Pain. 1992 Sep;50(3):257-262. doi: 10.1016/0304-3959(92)90029-B.
Postoperative pain control can be unsatisfactory for a variety of reasons, including patients' attitudes towards pain treatment itself. To assess patients' expectations and their influence on postoperative analgesia, as well as the prevalence of pain following common gynaecological surgery, a prospective study was performed in 166 patients with either abdominal hysterectomy, mastectomy, laparoscopy or uterine curettage. After a first postoperative period with routine on-demand analgesia, a nurse specialised in pain treatment discussed the purposes and risks of pain treatment with the patients and cared for these patients in the second, subsequent study period. Following this discussion, 30 of 40 patients refusing analgesics in the first study period agreed to be given pain medication. In the groups with hysterectomy or mastectomy, pain control improved in the second postoperative period, even though the doses of analgesics administered were generally lower. Education of patients regarding the aims and risks of pain therapy is an essential part of pain control and can lead to an improvement of postoperative analgesia.

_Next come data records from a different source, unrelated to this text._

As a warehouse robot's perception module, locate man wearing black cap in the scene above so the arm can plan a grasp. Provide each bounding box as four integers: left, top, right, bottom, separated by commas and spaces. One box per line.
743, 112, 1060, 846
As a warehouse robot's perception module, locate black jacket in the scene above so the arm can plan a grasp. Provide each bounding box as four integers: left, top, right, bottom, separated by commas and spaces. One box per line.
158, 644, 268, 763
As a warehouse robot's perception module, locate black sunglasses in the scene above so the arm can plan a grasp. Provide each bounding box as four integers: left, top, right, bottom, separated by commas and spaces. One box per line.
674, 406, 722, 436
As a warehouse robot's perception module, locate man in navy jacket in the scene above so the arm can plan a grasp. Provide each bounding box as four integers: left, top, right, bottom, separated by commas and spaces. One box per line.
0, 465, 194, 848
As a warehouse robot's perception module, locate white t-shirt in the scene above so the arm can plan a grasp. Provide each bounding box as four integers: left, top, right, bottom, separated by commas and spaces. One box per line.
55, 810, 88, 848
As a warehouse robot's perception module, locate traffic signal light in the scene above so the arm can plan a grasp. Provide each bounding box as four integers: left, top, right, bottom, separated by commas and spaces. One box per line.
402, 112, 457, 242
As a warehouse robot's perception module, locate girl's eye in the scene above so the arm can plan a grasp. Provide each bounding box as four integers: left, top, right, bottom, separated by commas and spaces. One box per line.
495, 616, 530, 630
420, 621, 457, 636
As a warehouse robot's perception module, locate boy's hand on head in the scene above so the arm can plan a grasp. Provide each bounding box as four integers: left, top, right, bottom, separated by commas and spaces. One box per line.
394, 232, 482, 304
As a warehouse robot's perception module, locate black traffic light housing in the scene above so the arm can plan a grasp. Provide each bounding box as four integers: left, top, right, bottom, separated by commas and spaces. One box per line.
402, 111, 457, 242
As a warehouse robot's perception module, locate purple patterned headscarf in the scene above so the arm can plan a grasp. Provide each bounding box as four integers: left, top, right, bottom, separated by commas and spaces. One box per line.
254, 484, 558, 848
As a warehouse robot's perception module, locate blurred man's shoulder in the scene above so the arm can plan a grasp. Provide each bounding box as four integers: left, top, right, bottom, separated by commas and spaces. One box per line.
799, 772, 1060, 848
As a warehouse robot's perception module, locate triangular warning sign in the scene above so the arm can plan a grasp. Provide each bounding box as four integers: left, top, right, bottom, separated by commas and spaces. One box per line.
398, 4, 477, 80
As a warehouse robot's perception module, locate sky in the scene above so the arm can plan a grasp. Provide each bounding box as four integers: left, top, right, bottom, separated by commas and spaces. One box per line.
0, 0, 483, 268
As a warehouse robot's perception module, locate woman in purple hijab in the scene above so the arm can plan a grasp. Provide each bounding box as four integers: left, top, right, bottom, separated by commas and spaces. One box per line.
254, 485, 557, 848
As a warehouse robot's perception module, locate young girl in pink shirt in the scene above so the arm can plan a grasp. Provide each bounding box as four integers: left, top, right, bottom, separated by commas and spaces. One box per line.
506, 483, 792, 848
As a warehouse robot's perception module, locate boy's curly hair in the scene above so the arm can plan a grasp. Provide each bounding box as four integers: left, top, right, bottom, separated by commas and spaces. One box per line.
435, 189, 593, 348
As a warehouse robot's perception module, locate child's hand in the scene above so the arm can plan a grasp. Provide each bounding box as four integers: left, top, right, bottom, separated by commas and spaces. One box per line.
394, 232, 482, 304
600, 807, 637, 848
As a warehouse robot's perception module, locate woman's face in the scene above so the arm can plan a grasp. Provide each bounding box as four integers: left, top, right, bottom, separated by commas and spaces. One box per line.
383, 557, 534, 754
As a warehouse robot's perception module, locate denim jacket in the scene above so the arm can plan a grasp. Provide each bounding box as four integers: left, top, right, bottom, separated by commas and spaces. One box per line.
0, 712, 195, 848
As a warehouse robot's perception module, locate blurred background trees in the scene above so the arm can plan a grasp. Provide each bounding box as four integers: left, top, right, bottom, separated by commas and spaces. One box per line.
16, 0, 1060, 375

由于多种原因,术后疼痛控制可能不尽人意,包括患者对疼痛治疗本身的态度。为了评估患者的期望及其对术后镇痛的影响,以及常见妇科手术后疼痛的发生率,对166例行腹部子宫切除术、乳房切除术、腹腔镜检查或刮宫术的患者进行了一项前瞻性研究。在术后第一个阶段采用常规按需镇痛后,一位专门从事疼痛治疗的护士在第二个后续研究阶段与患者讨论了疼痛治疗的目的和风险,并对这些患者进行护理。经过这次讨论,在第一个研究阶段拒绝镇痛的40名患者中有30名同意接受止痛药物治疗。在子宫切除术或乳房切除术组中,术后第二个阶段的疼痛控制有所改善,尽管所给予的镇痛药剂量通常较低。对患者进行关于疼痛治疗目的和风险的教育是疼痛控制的重要组成部分,并且可以导致术后镇痛的改善。